She was standing on the bridge of a pirate ship, which aside from being the sort of thing of which childhood dreams were made, was also the kind of thing that was very hard to explain in an official report, of which there was sure to be at least one if she survived any of this. Beside her, seated in a somewhat grandiose command chair, was the pirate captain, a large, broad Drazi dressed in what appeared to be red satin, which a sword strapped to his waist that looked big enough to behead a rhinoceros with a single blow. His crew, dressed in a similarly colourful fashion, all stood or sat at their various stations, all armed to the teeth with swords and sizeable laser pistols that made even the ones she had taken from the Rodann look tiny in comparison. If there was a PPG equivalent of a sawn-off shotgun, she felt sure that she had just found it.

And even the ship itself was unusual. The ceiling of the bridge was painted with images of Drazi, in purple and green sashes, tearing each other to shreds with all manner of weaponry. The walls were covered with all kinds of sharp implements, both old and new, and above the main viewscreen hung what was apparently the Drazi equivalent of a skull and crossbones; a Drazi skull, naturally enough, with a dagger stuck through its eye, all backed by two crossed laser cannons. Why the hell these people - these pirates - were willing to help her and Marcus she had no idea, but she was determined to find out eventually. Needless to say Marcus spoke Drazi, so any chance of picking up a few clues from snatches of conversation evaporated immediately. Instead she had heard nothing but unintelligible strings of a language she knew nothing about, and from which she couldn't hope to put two and two together. Not with any chance of making four, anyway.

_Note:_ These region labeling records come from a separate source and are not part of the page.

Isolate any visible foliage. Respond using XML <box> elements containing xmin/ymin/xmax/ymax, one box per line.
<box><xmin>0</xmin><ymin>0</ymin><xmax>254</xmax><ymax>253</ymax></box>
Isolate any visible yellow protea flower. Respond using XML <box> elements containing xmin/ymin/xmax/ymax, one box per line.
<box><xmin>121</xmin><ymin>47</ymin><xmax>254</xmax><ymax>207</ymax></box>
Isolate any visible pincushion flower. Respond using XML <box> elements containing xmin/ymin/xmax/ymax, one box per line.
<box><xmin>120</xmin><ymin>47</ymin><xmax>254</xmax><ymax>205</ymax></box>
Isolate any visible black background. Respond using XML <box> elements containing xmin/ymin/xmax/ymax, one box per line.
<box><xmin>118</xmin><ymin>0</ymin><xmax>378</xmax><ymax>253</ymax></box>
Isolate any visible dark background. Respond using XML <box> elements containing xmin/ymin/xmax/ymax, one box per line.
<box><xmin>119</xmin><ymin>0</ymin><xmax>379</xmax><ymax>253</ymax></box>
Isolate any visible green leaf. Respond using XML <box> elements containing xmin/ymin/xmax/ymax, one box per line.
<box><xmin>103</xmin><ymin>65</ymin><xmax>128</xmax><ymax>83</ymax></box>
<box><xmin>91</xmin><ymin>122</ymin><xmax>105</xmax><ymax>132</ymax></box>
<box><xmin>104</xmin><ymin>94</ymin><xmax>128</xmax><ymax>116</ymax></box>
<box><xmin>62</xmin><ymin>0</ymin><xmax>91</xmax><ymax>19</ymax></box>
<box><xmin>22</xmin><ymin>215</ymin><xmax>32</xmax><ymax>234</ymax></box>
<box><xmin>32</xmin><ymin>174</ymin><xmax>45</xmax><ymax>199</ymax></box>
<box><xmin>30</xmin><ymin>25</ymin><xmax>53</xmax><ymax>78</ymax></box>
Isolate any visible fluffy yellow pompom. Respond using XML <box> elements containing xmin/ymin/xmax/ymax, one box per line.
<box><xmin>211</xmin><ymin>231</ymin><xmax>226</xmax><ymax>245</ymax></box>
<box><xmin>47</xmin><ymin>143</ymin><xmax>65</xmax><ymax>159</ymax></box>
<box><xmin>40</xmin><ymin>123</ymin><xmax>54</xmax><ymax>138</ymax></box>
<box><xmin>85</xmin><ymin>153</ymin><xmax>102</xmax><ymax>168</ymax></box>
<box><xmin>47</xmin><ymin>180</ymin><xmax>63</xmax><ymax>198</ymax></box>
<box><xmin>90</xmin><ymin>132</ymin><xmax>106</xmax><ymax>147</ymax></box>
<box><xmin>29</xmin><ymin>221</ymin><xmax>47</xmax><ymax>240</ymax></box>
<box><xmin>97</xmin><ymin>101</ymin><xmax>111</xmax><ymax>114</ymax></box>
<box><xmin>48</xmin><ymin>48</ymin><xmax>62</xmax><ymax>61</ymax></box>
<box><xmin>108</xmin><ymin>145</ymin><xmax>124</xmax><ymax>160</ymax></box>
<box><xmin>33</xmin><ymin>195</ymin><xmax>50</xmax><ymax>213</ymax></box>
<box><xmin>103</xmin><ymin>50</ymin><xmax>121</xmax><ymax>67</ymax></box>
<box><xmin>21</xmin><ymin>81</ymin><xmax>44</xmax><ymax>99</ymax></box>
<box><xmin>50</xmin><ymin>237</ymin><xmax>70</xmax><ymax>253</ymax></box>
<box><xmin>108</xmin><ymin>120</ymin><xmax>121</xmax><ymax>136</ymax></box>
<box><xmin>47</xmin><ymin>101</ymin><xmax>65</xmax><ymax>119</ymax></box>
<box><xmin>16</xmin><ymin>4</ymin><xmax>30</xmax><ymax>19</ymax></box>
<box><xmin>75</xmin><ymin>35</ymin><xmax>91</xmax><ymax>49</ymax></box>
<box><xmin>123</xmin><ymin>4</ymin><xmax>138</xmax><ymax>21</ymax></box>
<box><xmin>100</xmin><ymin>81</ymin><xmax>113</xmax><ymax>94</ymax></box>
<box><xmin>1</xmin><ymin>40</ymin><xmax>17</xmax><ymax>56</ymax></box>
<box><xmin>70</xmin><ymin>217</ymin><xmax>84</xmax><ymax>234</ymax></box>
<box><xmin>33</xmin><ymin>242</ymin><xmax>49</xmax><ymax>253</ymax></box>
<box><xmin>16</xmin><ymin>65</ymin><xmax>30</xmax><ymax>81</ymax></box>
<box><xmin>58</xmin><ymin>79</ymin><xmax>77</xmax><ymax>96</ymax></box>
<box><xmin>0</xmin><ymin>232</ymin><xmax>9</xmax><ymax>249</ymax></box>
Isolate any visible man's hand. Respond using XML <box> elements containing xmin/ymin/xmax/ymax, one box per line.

But the speed. The speed was incredible. She had always thought of hyperspace as being more or less the same kind of journey whatever the ship; most vessels didn't travel through it any differently. The older races might be different, but she had never had cause to travel in a Minbari ship, and doubted that she would ever be able to travel in a Vorlon one. She didn't want to travel in a Shadow vessel, and the White Star - well, that was something different altogether. This though - this was wonderful in an entirely new way. There was no other way to describe it. Yes, it looked centuries old. Yes, there were numerous stains about the place that looked suspiciously like blood. Yes, she felt that she was being constantly eyed up by half the crew on the bridge - although whether in a lascivious fashion, a suspicious one, or just because they were hungry and she looked rather tasty, she hadn't decided. But the speed... It was almost as though she could feel the wind in her hair. Feel the slipstream. She couldn't feel the floor moving under her feet, but it felt as though she should. In this thing it seemed impossible that they would fail to catch up with Garibaldi, unless he had been gone longer than she thought. The next question, of course, was what sort of weaponry the ship had; or more to the point, did it stand the slightest chance of staying in one piece if they came up against any Shadows? She didn't really think that it did, but it certainly felt better to be inside something like this than inside the tiny one-man flyer she and Marcus had been in before.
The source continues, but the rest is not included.